She's been with her AP for a few years and they have a kid together. The AP is definitely a step-up from her XH: slightly younger and better looking than XH, well educated, making good money ($200-300k in early 30s with higher potential later on), from a wealthy family, no baggages (previous marriages or kids), and to my best knowledge no major flaws like her XH's gambling mentality.

Anonymous
I did. Or, I should say, she did. I openly stole her away. Been together 8 years now. No regrets. Most women I've been with were not truly single when we met.
Anonymous
Anonymous wrote:Of course! However they forever lost the respect of family and friends. Everyone knows and whispers about it.

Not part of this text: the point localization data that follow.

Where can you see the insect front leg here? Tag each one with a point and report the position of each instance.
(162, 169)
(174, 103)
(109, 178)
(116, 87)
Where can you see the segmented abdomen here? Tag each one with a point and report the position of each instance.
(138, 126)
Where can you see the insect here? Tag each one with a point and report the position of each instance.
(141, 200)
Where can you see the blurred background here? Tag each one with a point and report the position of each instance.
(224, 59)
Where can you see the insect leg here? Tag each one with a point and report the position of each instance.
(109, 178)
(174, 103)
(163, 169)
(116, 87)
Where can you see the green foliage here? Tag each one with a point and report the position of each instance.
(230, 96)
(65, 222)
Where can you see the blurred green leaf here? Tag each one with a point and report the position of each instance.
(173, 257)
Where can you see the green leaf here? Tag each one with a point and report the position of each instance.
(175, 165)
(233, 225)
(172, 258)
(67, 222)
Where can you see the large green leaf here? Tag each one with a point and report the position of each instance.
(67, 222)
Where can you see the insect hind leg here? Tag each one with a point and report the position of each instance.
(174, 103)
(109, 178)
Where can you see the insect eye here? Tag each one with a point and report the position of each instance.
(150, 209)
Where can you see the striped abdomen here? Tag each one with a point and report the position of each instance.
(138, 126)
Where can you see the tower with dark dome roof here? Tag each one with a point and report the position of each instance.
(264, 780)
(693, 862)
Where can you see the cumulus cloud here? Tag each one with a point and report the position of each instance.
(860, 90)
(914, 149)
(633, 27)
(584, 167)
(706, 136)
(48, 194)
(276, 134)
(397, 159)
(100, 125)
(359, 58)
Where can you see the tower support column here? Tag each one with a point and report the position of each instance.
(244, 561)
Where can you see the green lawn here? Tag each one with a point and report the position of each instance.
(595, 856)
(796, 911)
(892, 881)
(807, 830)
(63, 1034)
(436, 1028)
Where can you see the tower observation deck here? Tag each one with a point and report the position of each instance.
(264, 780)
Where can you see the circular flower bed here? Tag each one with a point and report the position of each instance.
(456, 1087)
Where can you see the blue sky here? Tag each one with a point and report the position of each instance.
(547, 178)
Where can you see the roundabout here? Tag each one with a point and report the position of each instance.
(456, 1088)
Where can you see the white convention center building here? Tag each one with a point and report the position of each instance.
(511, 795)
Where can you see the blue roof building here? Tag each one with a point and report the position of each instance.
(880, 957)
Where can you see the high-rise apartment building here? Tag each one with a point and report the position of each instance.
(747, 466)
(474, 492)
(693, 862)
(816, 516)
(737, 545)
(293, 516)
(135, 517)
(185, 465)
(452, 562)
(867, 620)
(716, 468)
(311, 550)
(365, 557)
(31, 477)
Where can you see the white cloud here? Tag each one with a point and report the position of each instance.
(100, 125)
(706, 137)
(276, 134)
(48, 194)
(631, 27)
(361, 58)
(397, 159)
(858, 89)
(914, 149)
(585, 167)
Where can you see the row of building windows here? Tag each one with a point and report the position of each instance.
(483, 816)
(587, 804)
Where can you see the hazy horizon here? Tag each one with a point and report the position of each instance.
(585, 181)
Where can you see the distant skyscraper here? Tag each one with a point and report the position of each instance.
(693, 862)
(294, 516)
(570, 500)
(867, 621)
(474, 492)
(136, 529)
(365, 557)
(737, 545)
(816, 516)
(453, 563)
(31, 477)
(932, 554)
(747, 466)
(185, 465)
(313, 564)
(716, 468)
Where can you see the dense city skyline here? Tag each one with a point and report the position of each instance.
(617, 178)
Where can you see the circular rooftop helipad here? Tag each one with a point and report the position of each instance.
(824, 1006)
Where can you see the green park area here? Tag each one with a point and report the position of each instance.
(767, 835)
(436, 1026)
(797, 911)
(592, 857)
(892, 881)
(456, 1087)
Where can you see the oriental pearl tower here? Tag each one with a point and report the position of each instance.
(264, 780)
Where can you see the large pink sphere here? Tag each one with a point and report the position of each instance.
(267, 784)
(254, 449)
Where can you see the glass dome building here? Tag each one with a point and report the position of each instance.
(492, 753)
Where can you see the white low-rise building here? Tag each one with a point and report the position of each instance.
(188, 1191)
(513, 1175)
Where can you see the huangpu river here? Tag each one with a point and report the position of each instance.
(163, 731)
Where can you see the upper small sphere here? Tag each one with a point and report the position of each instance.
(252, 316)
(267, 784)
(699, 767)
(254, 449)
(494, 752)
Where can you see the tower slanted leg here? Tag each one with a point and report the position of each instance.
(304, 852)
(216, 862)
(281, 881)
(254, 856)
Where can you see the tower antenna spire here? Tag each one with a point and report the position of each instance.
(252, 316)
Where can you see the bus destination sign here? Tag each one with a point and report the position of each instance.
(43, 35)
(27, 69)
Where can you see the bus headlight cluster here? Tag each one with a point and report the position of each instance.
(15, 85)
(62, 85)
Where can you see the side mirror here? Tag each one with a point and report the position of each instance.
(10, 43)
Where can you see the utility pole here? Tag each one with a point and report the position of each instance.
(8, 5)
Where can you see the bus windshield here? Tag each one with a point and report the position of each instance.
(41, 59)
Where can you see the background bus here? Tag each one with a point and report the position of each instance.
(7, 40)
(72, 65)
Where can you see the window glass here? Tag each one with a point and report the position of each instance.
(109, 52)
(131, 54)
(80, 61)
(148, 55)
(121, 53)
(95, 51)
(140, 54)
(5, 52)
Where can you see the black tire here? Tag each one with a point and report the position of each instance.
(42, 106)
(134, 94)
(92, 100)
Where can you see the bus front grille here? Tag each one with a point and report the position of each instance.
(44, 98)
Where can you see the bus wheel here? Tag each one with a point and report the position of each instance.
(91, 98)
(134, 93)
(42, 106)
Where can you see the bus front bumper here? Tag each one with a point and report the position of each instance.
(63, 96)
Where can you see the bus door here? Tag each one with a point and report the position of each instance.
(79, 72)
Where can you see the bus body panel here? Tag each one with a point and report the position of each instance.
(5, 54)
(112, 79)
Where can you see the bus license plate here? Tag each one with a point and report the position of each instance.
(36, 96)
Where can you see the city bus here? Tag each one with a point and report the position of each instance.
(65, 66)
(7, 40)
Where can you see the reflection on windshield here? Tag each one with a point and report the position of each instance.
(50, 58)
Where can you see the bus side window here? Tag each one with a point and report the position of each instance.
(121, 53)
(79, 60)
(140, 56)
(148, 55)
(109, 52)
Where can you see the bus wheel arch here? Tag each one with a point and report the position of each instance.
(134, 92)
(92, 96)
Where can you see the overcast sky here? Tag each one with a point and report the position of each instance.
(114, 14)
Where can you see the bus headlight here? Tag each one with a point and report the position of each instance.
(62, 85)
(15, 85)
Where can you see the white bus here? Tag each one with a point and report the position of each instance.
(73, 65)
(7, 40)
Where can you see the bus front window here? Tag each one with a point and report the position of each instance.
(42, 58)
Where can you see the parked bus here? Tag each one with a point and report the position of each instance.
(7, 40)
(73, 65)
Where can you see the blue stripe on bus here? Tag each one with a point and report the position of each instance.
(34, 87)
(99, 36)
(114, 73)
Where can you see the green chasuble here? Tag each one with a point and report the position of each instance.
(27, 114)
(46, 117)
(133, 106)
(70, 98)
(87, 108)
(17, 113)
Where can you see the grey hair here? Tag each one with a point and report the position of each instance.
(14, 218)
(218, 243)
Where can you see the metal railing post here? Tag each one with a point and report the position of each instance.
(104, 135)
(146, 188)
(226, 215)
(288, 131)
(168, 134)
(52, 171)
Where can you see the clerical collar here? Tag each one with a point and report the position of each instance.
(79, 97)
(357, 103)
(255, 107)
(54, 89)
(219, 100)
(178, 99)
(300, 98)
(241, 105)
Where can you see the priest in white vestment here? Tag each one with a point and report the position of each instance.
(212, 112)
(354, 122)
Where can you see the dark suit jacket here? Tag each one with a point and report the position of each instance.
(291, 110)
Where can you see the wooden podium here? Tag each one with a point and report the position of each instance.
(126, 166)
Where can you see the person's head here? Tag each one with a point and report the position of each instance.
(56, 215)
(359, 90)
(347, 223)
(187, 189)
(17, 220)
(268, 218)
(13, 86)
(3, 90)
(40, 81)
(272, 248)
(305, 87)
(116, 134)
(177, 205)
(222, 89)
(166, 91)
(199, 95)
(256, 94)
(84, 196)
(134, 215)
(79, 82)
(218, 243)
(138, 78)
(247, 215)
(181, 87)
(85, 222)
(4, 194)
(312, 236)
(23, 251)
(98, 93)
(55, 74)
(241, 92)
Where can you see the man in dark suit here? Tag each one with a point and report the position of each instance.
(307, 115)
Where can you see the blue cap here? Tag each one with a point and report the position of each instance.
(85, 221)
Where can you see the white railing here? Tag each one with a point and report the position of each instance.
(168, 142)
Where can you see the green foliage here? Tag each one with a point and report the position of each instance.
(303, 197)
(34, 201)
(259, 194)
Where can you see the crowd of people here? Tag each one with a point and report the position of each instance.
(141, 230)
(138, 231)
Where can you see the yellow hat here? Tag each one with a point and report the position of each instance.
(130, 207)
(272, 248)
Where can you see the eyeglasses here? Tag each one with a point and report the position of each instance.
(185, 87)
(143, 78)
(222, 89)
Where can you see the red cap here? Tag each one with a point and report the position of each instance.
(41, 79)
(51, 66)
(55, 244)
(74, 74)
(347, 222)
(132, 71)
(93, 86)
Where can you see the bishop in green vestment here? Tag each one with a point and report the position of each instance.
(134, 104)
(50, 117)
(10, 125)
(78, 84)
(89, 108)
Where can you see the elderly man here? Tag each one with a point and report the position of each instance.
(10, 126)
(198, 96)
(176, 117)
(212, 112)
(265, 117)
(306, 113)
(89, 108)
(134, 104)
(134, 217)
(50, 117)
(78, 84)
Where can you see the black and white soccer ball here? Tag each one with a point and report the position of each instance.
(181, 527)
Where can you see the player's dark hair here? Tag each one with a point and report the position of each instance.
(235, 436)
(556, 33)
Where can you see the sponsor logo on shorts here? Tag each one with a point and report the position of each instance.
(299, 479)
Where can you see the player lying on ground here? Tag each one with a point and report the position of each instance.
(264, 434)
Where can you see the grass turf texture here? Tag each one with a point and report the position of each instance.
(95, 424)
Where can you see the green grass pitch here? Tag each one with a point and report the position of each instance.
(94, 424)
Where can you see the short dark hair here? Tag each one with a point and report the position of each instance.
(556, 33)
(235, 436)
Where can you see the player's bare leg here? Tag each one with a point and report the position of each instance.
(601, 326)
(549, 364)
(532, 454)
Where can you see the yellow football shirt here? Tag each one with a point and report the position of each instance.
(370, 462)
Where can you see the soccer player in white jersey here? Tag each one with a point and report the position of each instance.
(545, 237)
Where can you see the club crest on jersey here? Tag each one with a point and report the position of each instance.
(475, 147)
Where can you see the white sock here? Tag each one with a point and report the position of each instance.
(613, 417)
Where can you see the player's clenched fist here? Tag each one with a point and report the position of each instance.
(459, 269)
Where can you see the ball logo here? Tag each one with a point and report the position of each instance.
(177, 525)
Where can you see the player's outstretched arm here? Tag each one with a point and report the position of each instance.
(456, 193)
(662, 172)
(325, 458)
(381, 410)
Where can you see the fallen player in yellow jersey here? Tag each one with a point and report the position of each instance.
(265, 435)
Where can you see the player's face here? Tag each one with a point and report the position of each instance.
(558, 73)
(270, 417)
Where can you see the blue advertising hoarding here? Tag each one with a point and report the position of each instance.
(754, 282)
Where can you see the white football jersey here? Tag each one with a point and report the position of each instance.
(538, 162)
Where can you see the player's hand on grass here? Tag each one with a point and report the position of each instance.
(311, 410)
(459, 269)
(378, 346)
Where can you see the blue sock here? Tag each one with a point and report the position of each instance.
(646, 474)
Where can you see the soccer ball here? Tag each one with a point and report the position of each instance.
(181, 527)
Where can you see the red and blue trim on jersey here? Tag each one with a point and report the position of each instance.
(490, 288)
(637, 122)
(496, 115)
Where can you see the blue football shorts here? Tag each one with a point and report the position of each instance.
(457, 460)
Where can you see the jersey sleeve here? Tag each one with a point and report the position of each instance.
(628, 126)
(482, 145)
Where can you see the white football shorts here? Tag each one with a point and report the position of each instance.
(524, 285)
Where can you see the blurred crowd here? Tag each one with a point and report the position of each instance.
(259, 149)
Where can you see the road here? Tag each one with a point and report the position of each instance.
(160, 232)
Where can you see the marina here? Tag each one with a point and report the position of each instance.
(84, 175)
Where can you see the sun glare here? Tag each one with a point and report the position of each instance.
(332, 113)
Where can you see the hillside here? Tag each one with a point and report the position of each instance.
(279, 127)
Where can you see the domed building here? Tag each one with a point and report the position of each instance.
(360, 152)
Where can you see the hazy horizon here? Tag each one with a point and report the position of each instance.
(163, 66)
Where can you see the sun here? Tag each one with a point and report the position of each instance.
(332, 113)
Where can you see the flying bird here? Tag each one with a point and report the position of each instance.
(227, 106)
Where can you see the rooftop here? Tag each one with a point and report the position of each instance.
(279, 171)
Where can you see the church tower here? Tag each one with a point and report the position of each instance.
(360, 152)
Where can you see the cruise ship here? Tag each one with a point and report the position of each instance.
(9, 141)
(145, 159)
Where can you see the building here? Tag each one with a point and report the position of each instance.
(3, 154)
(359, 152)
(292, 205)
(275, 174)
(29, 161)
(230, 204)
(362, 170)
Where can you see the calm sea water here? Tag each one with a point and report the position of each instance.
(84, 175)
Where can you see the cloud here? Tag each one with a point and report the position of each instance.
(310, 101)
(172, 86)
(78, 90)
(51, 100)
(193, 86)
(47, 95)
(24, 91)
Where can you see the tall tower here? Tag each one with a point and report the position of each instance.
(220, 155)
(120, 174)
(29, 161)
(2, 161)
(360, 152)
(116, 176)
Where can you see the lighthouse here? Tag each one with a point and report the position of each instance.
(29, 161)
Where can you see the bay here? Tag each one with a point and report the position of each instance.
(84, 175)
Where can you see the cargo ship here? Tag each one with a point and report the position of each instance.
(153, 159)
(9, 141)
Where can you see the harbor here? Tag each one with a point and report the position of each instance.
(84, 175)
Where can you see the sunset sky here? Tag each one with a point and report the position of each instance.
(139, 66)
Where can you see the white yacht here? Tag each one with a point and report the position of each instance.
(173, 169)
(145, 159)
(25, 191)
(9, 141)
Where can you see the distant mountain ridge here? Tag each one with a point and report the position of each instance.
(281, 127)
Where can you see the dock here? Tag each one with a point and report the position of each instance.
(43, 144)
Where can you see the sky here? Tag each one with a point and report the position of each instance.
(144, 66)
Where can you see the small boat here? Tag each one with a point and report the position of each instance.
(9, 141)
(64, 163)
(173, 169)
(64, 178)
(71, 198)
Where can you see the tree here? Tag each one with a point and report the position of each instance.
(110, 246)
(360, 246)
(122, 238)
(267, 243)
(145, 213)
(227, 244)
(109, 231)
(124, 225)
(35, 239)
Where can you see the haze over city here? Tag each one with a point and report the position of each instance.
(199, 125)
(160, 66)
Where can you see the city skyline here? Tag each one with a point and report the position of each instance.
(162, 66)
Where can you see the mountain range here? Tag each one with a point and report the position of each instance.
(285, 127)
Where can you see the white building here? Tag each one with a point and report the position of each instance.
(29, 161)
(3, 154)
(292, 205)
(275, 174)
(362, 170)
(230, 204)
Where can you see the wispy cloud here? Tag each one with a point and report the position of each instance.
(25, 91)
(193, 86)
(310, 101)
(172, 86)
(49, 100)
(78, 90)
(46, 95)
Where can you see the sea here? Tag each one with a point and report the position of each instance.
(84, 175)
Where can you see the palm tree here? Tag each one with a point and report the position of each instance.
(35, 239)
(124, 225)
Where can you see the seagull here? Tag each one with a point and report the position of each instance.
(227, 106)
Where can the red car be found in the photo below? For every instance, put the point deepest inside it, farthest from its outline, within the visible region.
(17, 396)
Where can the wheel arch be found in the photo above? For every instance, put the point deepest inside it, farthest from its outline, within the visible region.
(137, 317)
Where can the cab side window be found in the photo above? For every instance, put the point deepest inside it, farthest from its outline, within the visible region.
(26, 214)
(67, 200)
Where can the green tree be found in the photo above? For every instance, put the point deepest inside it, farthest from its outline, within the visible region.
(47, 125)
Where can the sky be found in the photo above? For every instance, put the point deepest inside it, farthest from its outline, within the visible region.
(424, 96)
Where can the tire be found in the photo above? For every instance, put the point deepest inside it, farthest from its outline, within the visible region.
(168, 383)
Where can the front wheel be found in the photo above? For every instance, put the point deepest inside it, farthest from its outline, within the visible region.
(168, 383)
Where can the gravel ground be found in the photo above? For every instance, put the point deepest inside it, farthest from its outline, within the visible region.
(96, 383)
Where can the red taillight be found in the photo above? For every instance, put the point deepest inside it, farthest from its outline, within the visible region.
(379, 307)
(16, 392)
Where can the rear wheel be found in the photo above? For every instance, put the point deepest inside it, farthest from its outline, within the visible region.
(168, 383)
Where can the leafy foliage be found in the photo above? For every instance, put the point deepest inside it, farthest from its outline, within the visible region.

They don’t care what people think so don’t waste your energy.
Anonymous
Anonymous wrote:My AP and I have been together, separated from our former spouses, for over 2 years now. We are very happy, but also aware that we didn't do the right thing in how we got started. We are careful to take care of our relationship since we both clearly see how our previous relationships went wrong due to lack of communication and a willingness not to work to ensure that we were happy. My ex-DH and I hadn't shared a bedroom or a bed for years before I met my AP and I was left working my a$$ off both professionally and with the kids with very little love or affection. I'm so much happier and I'm a far better Mom now. Kids are late teens, thank goodness, so they've actually been quite understanding and have embraced AP. Luckily his 1 step-daughter is already a grown adult, though she's had more trouble with it than my kids did. I give them a lot of space and make sure they can work on their relationship without me around.

It isn't how I would choose things to happen and it's actually quite out of character for me, a person who has always followed all of the rules, but it just happened. We're a good team and I feel like being in our 50's makes us realize who we really are and who we want to be. We're actively happy everyday.


It sounds like you don't really care, but FYI, I was that kid and I was only pretending to be okay with it. When I got out of the house and more secure in my own adulthood, I was able to act on my true views. Be prepared.